Beresford has remained active in the Manitoba Teachers' Society, and was listed as its staff officer in May 2005. She was also a board member of Manitoba's Crocus Investment Fund, and was sued in 2005 after questions were raised about its valuation (Winnipeg Free Press, 13 July 2005). The matter has not yet been resolved.

Peter Hiebert (Provencher)
Hiebert is a frequent candidate for the New Democratic Party at the provincial and federal levels. He is a retired pipe welder, and has also done development work in India and Upper Volta as a representative of the Mennonite Central Committee. In 1982, he was appointed to the board of directors for the Overseas Book Centre (Globe and Mail, 2 January 1982). In 1996, he spoke before a provincial committee against the Gary Filmon government's decision to privatize the Manitoba Telephone System.

Hiebert was sixty-six years old in 2000. A Winnipeg Free Press article from the election describes him as "an animated speaker and staunch New Democrat". He acknowledged that he had little chance of winning, and operated a low-budget campaign (Winnipeg Free Press, 23 November 2000). He finished fourth against Canadian Alliance candidate Vic Toews.

Hiebert protested against the invasion of Iraq in 2003 (WFP, 19 January 2003).

Roman Yereniuk (Winnipeg North—St. Paul)

Yereniuk received 7,931 votes, finishing third against Liberal incumbent Rey Pagtakhan.

Saskatchewan

Hugh Walker (Saskatoon—Wanuskewin)

Walker is an economic consultant, with a PhD in agricultural economics.  He has worked for organizations such as the Agricultural Economics Research Council of Canada, the Canadian Livestock Feed Board and Western Economic Diversification in Saskatoon.  A longtime party member, he served as president of the provincial Saskatoon Northwest NDP constituency organization from 1993 to 1997 (Saskatoon Star-Phoenix, 8 September 2000).  Much of his campaign focused on economic issues.  He received 8,022 votes (24.23%), finishing second against Canadian Alliance incumbent Maurice Vellacott.

Alberta

Richard D. Vanderberg (Edmonton West)
Vanderberg (born November 12, 1940, in Scottsbluff, Nebraska) was a university professor. He held a Bachelor of Economics degree from the University of Wyoming, a Master's Degree in Economics from the University of Wisconsin–Madison, a Master of Arts degree in Philosophy from the University of Southampton, and a PhD in Political Science from the University of Calgary. He came to Canada from England in 1969, and held dual Canadian-American citizenship. He has taught political studies at the University of Calgary and the University of Saskatchewan (Calgary Herald, 20 January 1989), and was once an associate professor of Political Science and Economics at the University of Alberta. Since the 1990s, he had taught at Grant MacEwan Community College (Edmonton Journal, 5 March 1997).

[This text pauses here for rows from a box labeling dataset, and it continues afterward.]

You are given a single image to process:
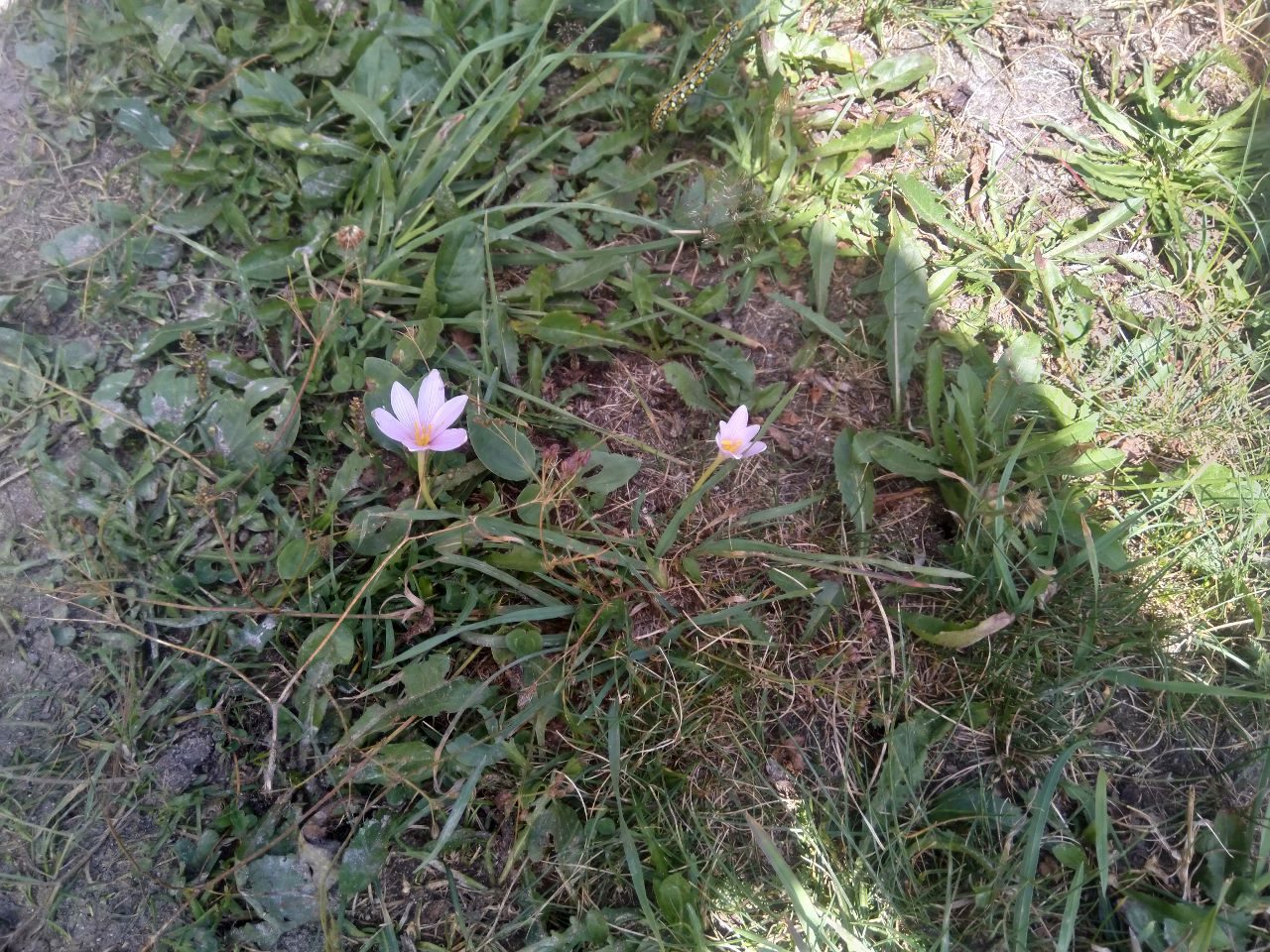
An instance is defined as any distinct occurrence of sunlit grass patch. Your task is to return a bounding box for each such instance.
[0,0,1270,952]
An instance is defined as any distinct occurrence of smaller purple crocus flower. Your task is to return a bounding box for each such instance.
[715,404,767,459]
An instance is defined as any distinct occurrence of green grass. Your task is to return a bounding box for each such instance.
[0,0,1270,952]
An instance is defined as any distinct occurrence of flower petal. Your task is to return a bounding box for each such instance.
[371,404,414,444]
[431,396,467,430]
[388,381,419,439]
[428,426,467,453]
[419,371,445,426]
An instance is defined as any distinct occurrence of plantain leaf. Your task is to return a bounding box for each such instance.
[662,361,716,413]
[833,427,874,534]
[899,612,1015,650]
[880,212,930,422]
[852,430,944,482]
[467,417,539,482]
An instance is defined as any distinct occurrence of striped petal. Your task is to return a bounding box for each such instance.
[388,381,419,439]
[428,426,467,453]
[428,396,467,430]
[371,404,414,445]
[419,371,445,425]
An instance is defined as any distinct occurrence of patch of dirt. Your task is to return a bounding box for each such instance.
[0,15,188,952]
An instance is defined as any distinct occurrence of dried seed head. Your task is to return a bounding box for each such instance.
[348,398,366,436]
[1013,490,1045,530]
[560,449,590,479]
[335,225,366,251]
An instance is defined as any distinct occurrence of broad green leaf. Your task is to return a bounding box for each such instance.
[812,113,933,159]
[114,99,177,150]
[339,816,393,898]
[467,416,539,482]
[879,213,930,422]
[137,364,202,439]
[362,357,419,452]
[1047,195,1147,258]
[348,35,401,105]
[231,854,319,948]
[807,214,838,313]
[432,222,486,317]
[277,536,321,581]
[198,377,300,471]
[893,173,984,249]
[1056,447,1125,477]
[513,311,631,349]
[861,54,935,95]
[326,452,371,511]
[833,427,874,534]
[399,654,449,699]
[296,622,354,688]
[899,612,1015,649]
[230,68,305,119]
[343,740,437,784]
[330,87,395,146]
[246,122,366,159]
[870,711,952,816]
[662,361,717,413]
[852,430,944,482]
[579,449,643,493]
[344,500,414,556]
[505,627,543,657]
[239,239,305,283]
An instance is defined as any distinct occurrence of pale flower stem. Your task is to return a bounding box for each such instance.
[416,452,437,509]
[689,453,724,496]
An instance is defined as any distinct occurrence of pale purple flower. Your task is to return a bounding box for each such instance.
[715,404,767,459]
[371,371,467,453]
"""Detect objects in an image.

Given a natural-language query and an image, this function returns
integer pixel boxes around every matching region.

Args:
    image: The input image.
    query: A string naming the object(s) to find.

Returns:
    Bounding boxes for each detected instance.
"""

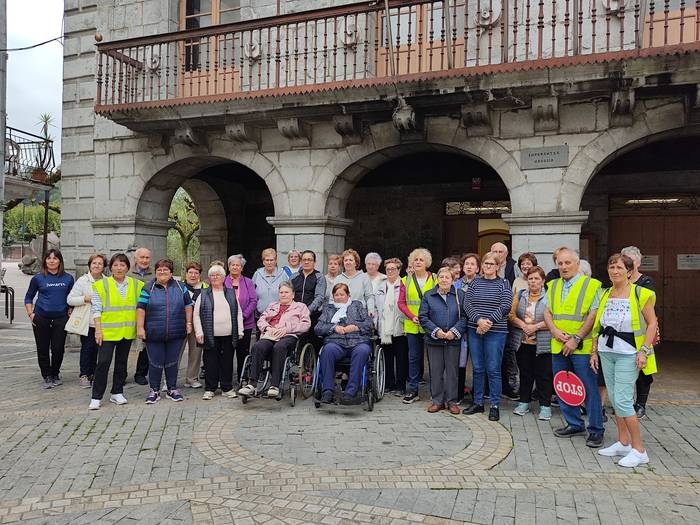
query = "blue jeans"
[80,326,99,378]
[406,334,425,394]
[468,328,508,407]
[319,343,372,397]
[552,354,605,436]
[147,339,184,390]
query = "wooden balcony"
[95,0,700,116]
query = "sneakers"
[109,394,128,405]
[598,441,632,458]
[267,386,280,397]
[146,388,160,405]
[238,385,255,397]
[165,388,185,402]
[617,448,649,468]
[513,403,530,416]
[403,392,420,405]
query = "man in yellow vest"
[544,247,605,448]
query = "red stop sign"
[554,370,586,407]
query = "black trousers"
[32,314,68,378]
[92,339,133,399]
[249,335,297,387]
[518,344,554,407]
[202,335,234,392]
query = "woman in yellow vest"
[591,253,657,467]
[89,253,143,410]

Vanderberg ran the Wyoming headquarters for John F. Kennedy's campaign during the 1960 American presidential election. He had campaigned four times for the provincial and federal wings of the New Democratic Party. In 1995, he co-chaired a loose coalition of groups called the Alberta Common Front to protest cutbacks by the provincial government of Ralph Klein.

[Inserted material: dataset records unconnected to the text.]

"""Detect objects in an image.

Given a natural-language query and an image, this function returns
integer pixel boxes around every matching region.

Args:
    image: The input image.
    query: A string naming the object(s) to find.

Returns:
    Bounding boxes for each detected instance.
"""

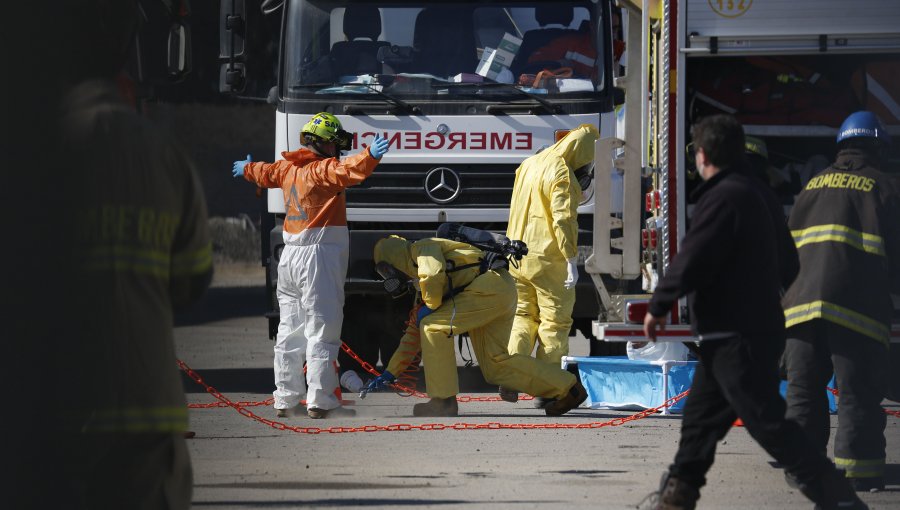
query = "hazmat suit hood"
[544,124,600,170]
[375,236,417,278]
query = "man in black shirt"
[644,115,867,509]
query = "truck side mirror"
[166,21,192,80]
[219,0,247,92]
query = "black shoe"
[784,471,800,489]
[533,397,556,409]
[798,468,869,510]
[544,378,587,416]
[306,407,356,420]
[847,476,884,492]
[413,397,459,416]
[497,386,519,404]
[638,472,700,510]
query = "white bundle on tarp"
[625,342,690,361]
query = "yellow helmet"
[744,136,769,159]
[300,112,353,151]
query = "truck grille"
[347,164,516,209]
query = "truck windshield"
[281,0,609,104]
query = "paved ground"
[176,266,900,509]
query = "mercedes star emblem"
[425,166,462,204]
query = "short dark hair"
[691,114,745,170]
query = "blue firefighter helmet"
[837,110,891,145]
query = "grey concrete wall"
[143,102,275,264]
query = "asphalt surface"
[175,268,900,509]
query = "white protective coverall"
[506,124,600,368]
[244,149,378,410]
[375,236,576,399]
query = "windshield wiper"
[432,82,563,113]
[344,83,422,113]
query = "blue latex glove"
[416,305,434,327]
[231,154,253,177]
[359,370,397,398]
[369,135,391,159]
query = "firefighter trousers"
[784,319,888,484]
[669,337,834,489]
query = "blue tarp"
[571,356,837,413]
[577,356,696,412]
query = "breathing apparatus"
[435,223,528,272]
[574,161,594,192]
[375,261,415,299]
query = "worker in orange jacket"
[232,112,389,418]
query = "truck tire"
[573,318,627,356]
[338,294,411,380]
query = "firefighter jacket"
[60,81,212,433]
[244,149,378,246]
[649,170,797,338]
[783,150,900,344]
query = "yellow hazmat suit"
[375,236,576,398]
[503,124,600,366]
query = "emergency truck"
[221,0,900,374]
[221,0,624,362]
[586,0,900,356]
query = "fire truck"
[220,0,900,374]
[586,0,900,362]
[220,0,639,362]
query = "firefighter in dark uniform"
[641,115,867,510]
[782,111,900,490]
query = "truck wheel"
[338,295,409,380]
[574,318,627,356]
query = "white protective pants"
[272,243,348,410]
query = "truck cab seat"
[413,7,478,78]
[331,5,390,77]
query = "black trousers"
[669,338,834,489]
[784,319,888,478]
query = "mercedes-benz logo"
[425,166,462,204]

Following the 1988 election, Vanderberg called for the NDP to consider reducing its alliance with central Canadian unions (Calgary Herald, 8 December 1988). In the 1997 campaign, he argued that federal MPs should be put on a civil service pension rather than being allowed to determine their own pension plans (Edmonton Journal, 29 May 1997).

He was a member of the Royal Astronomical Society of Canada, including the positions of the president of its Halifax and Edmonton Chapters.

After he retired from teaching in the late 2000s, he moved to Halifax, NS to be closer to family. He died from cancer in Halifax on July 27, 2012.